Professor Borges - A Course on English Literature
ask of Christ the Lord
Thus much for him and me:—
Only to live as once on earth
With Love,—only to be,
As then awhile, for ever now
Together, I and he.”
“
Yo le preguntaré a Cristo, el Señor, esto para él y para mí
. . . ” [“There will I ask . . . for him and me”]. She does not want to ask for anything else. The only thing she wants is to be happy in heaven as she was once happy on Earth. There is a sonnet byUnamuno on this same subject, in which he asks for no happiness other than the happiness he has known on Earth, and this is what she is going to ask of Jesus Christ, that they be happy in heaven as they were on Earth. 5 It is a very passionate plea: “
que para siempre estemos juntos
” [“for ever now / Together, I and he”].
She gazed and listened and then said,
Less sad of speech than mild,—
“All this is when he comes.” She ceased.
The light thrilled towards her, fill’d
With angels in strong level flight.
Her eyes prayed, and she smil’d.
(I saw her smile.) But soon their path
Was vague in distant spheres:
And then she cast her arms along
The golden barriers,
And laid her face between her hands,
And wept. (I heard her tears.)
And finally: “
Todo eso ocurrirá cuando llegue
” [“All this is when he comes”], and the air was “
lleno de ángeles en fuerte vuelo
” [“With angels in strong flight”]. “
Sus ojos rezaron, y sonrió
.” “
Yo vi su sonrisa / Pero pronto / su camino fue vago . . . Y luego ella puso sus brazos sobre Las barreras de oro . . . Y lloró.
” Then, “I heard her tears.”
Well, there is another poem, also both heavenly and terrible, called“Eden Bower.” Now “bower” is translated into Spanish in the dictionary as
glorieta
[arbor], but here it should be translated as
alcoba
[bedchamber].
Alcoba
suggests a closed place. “Bower” is a place where two lovers meet. And here, in this poem, Rossetti has taken a Jewish tradition, because I think that in some Jewish text, it says, “Before Eve came Lilith.” In Eden, Lilith was a snake and Adam’s first wife before his human wife, Eve. But in Rossetti’s poem this snake is in the shape of a woman and gives Adam two children. And Rossetti tells us directly all about these children; but we understand that the children were snakes, because he says, “shapes that coiled in the woods and waters” (“
formas que se encroscaban en las selvas y en las aguas
”) are “glittering sons and radiant daughters” (“
hijos resplandecientes e hijas radiantes
”). Then God puts Adam to sleep and takes Eve out of his rib, and Lilith obviously is envious, and she has to take revenge. So she seeks out her first lover, who was a snake, and gives herself to him and asks him to give her his shape. And then she will take the shape of the snake and she will tempt Eve, and then Adam and Eve will be expelled from Eden: “And where there were trees there shall be tares.” And Adam and Even will wander the Earth, and Eve will give birth to Cain, and then to Abel. Cain will kill Abel, “and then you,” she tells the snake, “will drink the blood of the dead.”

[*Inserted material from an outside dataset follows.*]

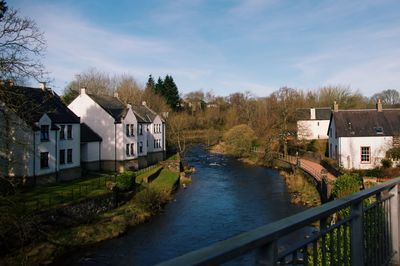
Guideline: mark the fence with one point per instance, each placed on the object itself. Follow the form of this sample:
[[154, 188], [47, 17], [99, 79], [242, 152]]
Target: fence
[[367, 234], [76, 192]]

Now we will listen to a few stanzas of this Rossetti poem—not all, because it is a long poem. I request the use of your voice again, young lady.
[
The student comes up and begins to read
.]
It was Lilith the wife of Adam:
(Eden bower’s in flower.)
Not a drop of her blood was human,
But she was made like a soft sweet woman.
There are refrains that are repeated. It has a very strong rhythm:
Era Lilith la mujer de Adán,
(la alcoba de ellos está en flor.)
There is an internal rhyme: “bower” and “flower. And Lilith:
En sus venas no había una gota de sangre humana,
pero ella era como una dulce mujer.
[
The student continues reading
.]
Lilith stood on the skirts of Eden;
(And O the bower of the hour!)
She was the first that thence was driven;
With her was hell and with Eve was heaven.
In the ear of the Snake said Lilith:—
(Eden bower’s in flower.)
“To thee I come when the rest is over;
A snake was I when thou wast my lover.
“I was the fairest snake in Eden:
(And O the bower and the hour!)
By the earth’s will, new form and feature
Made me a wife for the earth’s new creature.
“Take me thou as I come from Adam:
(Eden bower’s in flower.)
Once again shall my love subdue thee;
The past is past and I am come to thee.
“
Y ella estaba en los confines del Paraíso . . .
” [“Lilith stood on the skirts of Eden . . . ”].